Pittsburgh had four shots with the man advantage, but Anderson stopped them all. It was evident early that he had his game back in this one. He stopped Nick Bonino off a rebound in transition, Scott Wilson off a deflected shot by Phil Kessel, and Bonino again when Kyle Turris gave the puck away.

Anderson then stopped 22 of 23 shots in the second period.

"I think Anderson was the reason that they got this one, he played big for them," Murray said. "But in our room we just focus on what we need to do. We played really well, we just didn't get the bounces and weren't able to put one home."

Anderson's performance was a reminder for Senators coach Guy Boucher of why he took the job with Ottawa in the first place last May.

"I'll be honest with you, if I didn't have a No. 1 goalie, I didn't want the job," Boucher said. "I've lived it for quite a few years, and it's hell when you don't have it because everything you do turns to darkness, and there's nothing that really matters when you don't have a real No. 1 goaltender.

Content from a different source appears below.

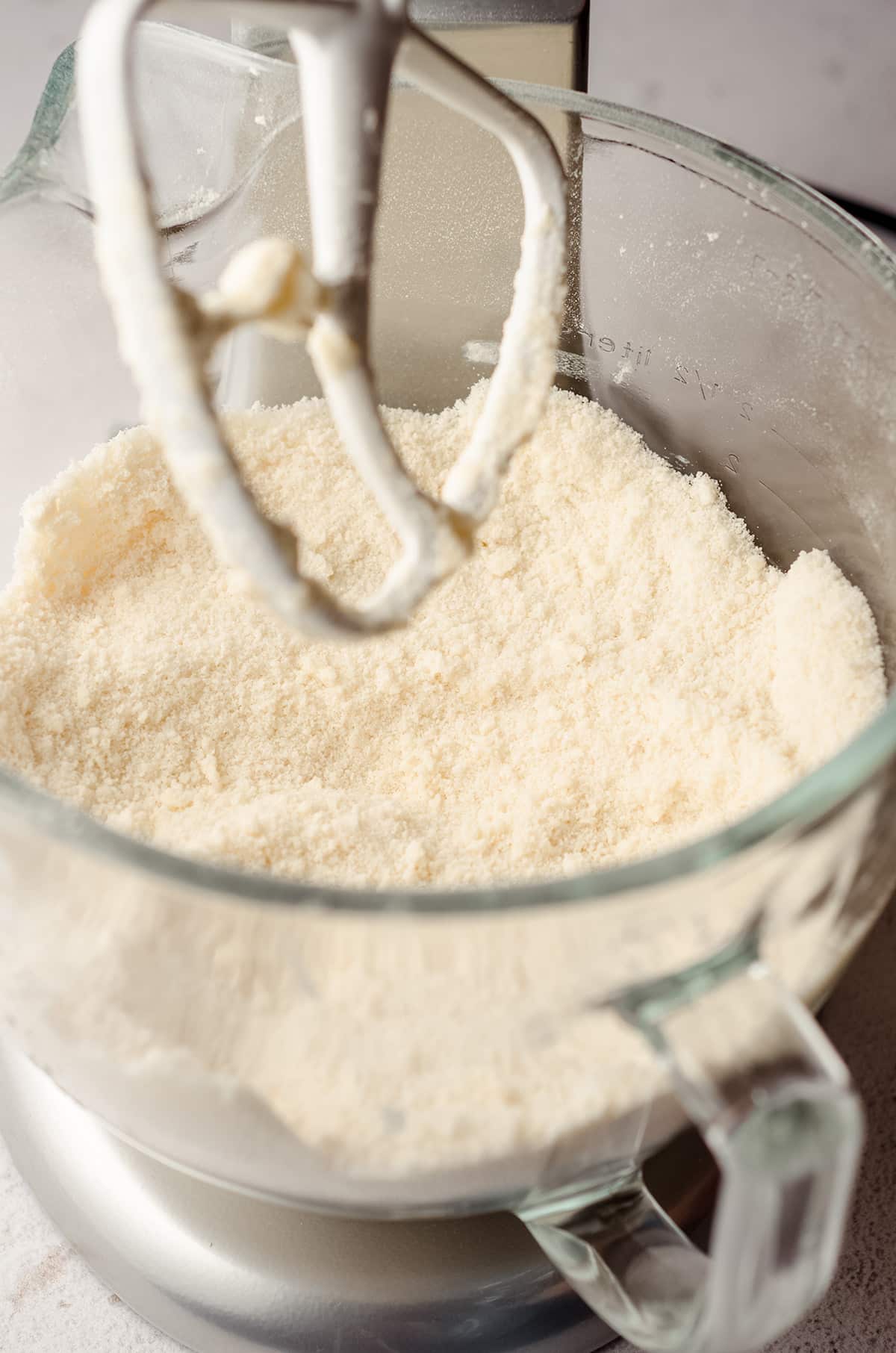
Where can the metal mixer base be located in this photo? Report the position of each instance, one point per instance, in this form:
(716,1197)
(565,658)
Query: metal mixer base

"It's like a quarterback in football and a pitcher in baseball, and we have it," Boucher added.

Murray was also sharp. The 22-year-old, who replaced Marc-Andre Fleury after Game 3, made maybe his finest save of the first on Derick Brassard, who found an open lane down the middle of the ice following a pass from Ryan.

The Penguins appeared to have opened the scoring just over three minutes into the second, but Trevor Daley was deemed to have interfered with Anderson following an Ottawa challenge.

Less than two minutes later though, Pittsburgh took the 1-0 lead anyway off a few moments of brilliance from Malkin. The playoff scoring leading (24 points) bounced off a check from Zack Smith behind the goal and after being stopped on his drive to the net, followed up with a nifty backhand rebound to beat Anderson.

It was the 153rd career playoff point in 142 games for Malkin -- three back of Sidney Crosby for second among active players behind Jaromir Jagr -- who had been jarring with Hoffman a few minutes earlier.

The Senators had little going until a lengthy 5-on-3 advantage for 1:24 just past the midway point of the period. The Ottawa power play, which had gone 0 for 29 in the previous 10 games, came through with Ryan ultimately wiring a one-timer short-side to tie the score.

It was the sixth goal and 15th point of the playoffs for Ryan, who is second on the Senators behind captain Erik Karlsson (16 points).